Reversal of Oxythiamin Toxicity in Neurospora

Oxythiamin acts as an antimetabolite of thiamin in the rat and in other organisms (1-5). De Caro et al.(5, also 3,4,6) investigated the original finding that oxythiamin increased urinary excretion of thiamin and level of blood pyruvate in the rat, but did not produce the characteristic neuromuscular syndrome produced by administration of pyrithiamin. While both oxythiamin and pyrithiamin could lower the level of thiamin in various tissues, pyrithiamin was much more potent in this respect than oxythiamin. These authors concluded that pyrithiamin could produce the neuromuscular syndrome since it was a more potent inhibitor of thiamin, whereas oxythiamin could not do so in view of its weaker antagonistic action.

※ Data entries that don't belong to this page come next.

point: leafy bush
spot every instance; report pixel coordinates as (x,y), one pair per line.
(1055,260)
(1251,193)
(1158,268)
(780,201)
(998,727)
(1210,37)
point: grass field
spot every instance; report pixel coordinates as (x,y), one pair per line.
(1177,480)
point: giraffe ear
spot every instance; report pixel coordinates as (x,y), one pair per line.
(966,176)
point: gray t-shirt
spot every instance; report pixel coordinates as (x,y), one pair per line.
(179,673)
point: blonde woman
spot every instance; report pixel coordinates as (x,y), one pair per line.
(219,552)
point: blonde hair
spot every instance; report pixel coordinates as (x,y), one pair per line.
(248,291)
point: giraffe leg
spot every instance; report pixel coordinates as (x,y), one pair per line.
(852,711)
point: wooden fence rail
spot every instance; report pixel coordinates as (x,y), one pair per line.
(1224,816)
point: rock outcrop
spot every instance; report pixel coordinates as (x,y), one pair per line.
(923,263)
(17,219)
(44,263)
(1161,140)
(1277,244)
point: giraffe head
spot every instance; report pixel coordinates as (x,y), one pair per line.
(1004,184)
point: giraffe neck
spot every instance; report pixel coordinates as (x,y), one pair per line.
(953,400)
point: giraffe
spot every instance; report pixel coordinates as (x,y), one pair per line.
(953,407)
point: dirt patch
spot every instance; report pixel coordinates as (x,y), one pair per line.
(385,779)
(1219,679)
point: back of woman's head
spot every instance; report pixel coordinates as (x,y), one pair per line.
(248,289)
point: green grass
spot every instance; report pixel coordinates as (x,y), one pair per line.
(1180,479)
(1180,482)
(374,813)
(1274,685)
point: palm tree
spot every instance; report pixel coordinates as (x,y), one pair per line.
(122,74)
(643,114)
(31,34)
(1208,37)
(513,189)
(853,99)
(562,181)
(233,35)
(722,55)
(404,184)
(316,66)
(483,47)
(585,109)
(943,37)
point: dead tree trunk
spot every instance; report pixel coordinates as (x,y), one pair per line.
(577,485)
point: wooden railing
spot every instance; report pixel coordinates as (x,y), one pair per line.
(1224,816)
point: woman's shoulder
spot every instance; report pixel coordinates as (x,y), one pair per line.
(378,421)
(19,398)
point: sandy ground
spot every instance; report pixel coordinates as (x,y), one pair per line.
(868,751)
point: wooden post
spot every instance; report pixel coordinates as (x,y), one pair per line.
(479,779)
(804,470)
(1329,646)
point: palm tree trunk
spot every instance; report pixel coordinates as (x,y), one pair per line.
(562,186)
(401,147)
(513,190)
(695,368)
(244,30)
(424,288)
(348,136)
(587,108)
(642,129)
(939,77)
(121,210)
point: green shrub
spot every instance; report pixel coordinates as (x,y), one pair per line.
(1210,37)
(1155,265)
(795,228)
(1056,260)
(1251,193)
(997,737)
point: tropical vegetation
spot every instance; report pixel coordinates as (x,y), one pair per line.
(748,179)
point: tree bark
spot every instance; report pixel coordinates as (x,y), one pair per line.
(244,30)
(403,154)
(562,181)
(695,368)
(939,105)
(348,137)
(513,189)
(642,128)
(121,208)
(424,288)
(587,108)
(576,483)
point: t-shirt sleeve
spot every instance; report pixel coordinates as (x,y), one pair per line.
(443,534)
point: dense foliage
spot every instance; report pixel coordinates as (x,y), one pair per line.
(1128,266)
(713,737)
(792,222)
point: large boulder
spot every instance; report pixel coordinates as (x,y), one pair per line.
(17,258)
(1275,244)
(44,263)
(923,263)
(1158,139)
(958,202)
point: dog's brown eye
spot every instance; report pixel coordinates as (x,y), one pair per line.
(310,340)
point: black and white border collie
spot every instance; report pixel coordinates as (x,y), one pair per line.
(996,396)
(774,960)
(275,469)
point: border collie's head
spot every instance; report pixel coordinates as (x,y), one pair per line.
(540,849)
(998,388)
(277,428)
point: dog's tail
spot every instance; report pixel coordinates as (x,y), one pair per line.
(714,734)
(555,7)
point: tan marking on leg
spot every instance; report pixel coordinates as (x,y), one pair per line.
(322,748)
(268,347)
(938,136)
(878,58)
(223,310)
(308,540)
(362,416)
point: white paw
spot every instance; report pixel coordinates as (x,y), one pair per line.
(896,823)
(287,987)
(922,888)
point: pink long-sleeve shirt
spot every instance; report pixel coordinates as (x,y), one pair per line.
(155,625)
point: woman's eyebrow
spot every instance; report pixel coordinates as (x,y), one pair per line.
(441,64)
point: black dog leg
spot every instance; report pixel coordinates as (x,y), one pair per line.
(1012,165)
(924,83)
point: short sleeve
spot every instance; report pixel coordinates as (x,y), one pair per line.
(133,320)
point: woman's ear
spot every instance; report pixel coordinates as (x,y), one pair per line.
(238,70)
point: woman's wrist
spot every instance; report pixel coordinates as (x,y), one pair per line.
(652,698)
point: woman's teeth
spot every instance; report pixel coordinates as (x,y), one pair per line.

The present paper reports our studies on metabolic effects of oxythiamin in Neurospora crassa(8a.) (wild strain) and the reversal of these effects by thiamin and by acetate.

Methods. The fungus was grown on the usual medium(8) reported by Horowitz and Beadle. Suitable additions were made before autoclaving, on reversal of oxythiamin toxicity (Table I) while volatile and heat-labile substances were added at room temperature after sterilization by filtering through Seitz filter pad. After growth period of 72 hours, the mycelia were filtered, dried at 105°C to constant weight and the weights recorded. Culture filtrates were analyzed for pyruvic and total ketoacids according to Friedmann and Haugen(9). In experiments on pyruvic decarboxylase activity, the mycelia were dried with acetone and the acetone powders kept refrigerated. Oxidation of pyruvic acid via Krebs cycle was minimized by addition of malonate and magnesium chloride. 15 mg of the acetone powder were shaken with 2 mg of pyruvic acid (as sodium salt), 2 mg of potassium malonate and 3 mg of magnesium chloride in total volume of 1.6-1.8 ml in a Warburg flask at 37°C.